Révisez vos classiques, oubliez les “services” et “l’industrie”, les scores des IDE, investissements directs étrangers, les perspectives de l’économie numérique, l’économiste Laurent Davezies propose une lecture différente de nos tissus économiques qui rend compte au plus près des réalités de terrain. L’Agam a publié une étude qui applique ce concept novateur (et contesté) au territoire de Marseille Provence. Pour les lecteurs de Gomet’, Aurélie Thomas, l’auteure, chargée d’études économie au sein du Pôle développement économique et stratégie de l’Agam, l’agence d’urbanisme de Marseille, éclaire ce concept nouveau.
Comment définir l’économie présentielle ?
Aurélie Thomas : L’économie présentielle rassemble les activités mises en œuvre localement pour la production de biens et de services visant les personnes présentes dans une zone géographique, qu’elles soient résidentes ou de passage (tels que les touristes, les navetteurs…). Avec cette donnée de présence, on passe de la notion « d’économie résidentielle » à celle « d’économie présentielle ».
Aujourd’hui, l’Insee désigne par « sphère présentielle » ce qu’il appelait hier « sphère résidentielle », à savoir les emplois qui se localisent pour répondre à la demande locale et qui dépendent des revenus dépensés par la population présente (et non pas seulement par la population recensée).
Recouvre-t-elle les anciennes définitions des secteurs primaire, secondaire, tertiaire ? Ou les catégories d’activité de l’Insee ?

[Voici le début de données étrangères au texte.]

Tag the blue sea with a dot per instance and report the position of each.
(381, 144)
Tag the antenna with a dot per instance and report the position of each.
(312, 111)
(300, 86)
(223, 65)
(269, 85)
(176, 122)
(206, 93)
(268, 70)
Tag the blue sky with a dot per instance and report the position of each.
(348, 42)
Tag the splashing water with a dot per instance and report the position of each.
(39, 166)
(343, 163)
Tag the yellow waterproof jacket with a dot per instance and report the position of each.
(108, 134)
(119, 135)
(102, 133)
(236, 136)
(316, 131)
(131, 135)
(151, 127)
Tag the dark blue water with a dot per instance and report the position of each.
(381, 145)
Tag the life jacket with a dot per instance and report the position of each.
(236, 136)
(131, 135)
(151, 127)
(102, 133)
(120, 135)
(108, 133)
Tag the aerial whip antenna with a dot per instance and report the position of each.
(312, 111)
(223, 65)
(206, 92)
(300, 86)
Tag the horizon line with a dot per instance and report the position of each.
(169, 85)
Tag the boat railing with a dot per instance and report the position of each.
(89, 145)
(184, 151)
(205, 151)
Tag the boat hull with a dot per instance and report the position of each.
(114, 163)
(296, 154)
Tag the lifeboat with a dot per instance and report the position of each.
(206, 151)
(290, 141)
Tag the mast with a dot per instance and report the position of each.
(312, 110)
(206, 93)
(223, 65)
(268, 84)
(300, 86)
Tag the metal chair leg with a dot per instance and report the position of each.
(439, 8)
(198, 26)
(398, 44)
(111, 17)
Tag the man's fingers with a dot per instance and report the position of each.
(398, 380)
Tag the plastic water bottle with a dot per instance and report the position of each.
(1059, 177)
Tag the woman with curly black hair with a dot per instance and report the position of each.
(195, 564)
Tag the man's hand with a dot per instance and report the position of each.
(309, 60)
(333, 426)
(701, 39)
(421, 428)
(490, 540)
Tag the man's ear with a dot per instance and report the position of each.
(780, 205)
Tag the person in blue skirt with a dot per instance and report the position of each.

Aurélie Thomas : La définition des trois sphères (productive, résidentielle et présentielle) se base sur le code NAF (nomenclature d’activités française) de l’établissement qui permet d’identifier la branche d’activité principale de l’entreprise ou du travailleur indépendant. Ces sphères dépassent donc les anciennes définitions des secteurs primaires, secondaires, tertiaires. Il n’y a pas de notion de « secteur » puisque ce qui différencie les activités présentielles des activités productives ou résidentielles, c’est le lieu de consommation d’un bien ou d’un service.
L’Insee a permis de définir les sphères présentielles et productives à partir de la nomenclature d’activité NAF. Ainsi, les 732 activités issues de cette NAF sont réparties entre la sphère présentielle qui en compte 248 (comme la restauration traditionnelle ou l’administration publique générale) et la sphère productive qui en regroupe 484 (tel que le raffinage du pétrole ou les transports maritimes et côtiers de fret).
En quoi le développement d’une économie présentielle est-elle un atout pour un territoire, au-delà de son ancrage nécessaire ?
Aurélie Thomas : L’économie présentielle constitue un excellent moyen de conserver de l’activité notamment pour les territoires qui n’offrent pas les conditions nécessaires pour accueillir des sites de production. Elle offre de réelles opportunités en termes de création d’emploi dans certains secteurs : tourisme, services à la personne, circuits courts, commerce et artisanat ou encore dans le BTP. De plus, ces emplois ont l’avantage de se répartir de manière plus homogène sur les territoires. L’économie présentielle présente une triple vertu :
- Être fortement intégratrice des publics peu qualifiés sur le marché du travail ;
- Se composer d’activités peu délocalisables ;
- Être peu sensible aux aléas économiques car ne dépendant que de la demande locale, moins élastique à la conjoncture internationale exception faite des activités immobilières et du secteur de la construction.
Soulignons toutefois que le développement de l’économie résidentielle, s’il s’accompagne en général d’une baisse du chômage, est souvent générateur de précarité (CDD, temps partiel, faible niveau de rémunération) notamment pour les femmes, qui occupent le plus souvent ces postes. Il peut donc entretenir une certaine fragilité sociale avec des emplois peu stables, partiels, peu rémunérés et qui peuvent être occupés par des non-résidents. Cependant, le développement d’une économie présentielle est un réel un atout si elle va de pair avec une économie productive et résidentielle active. L’enjeu du développement local repose donc sur un triptyque complémentaire entre :
- Économie productive : créer des richesses et importance de localiser des industries indispensables à notre indépendance sanitaire et alimentaire ;
- Économie résidentielle et touristique : capter des richesses et importance des métiers tels que les professions de santé ;
- Économie présentielle : faire circuler ces richesses et importance de développer les circuits courts pour soutenir et développer l’économie locale.
C’est l’équilibre entre ces trois mécanismes qui est facteur de dynamisme.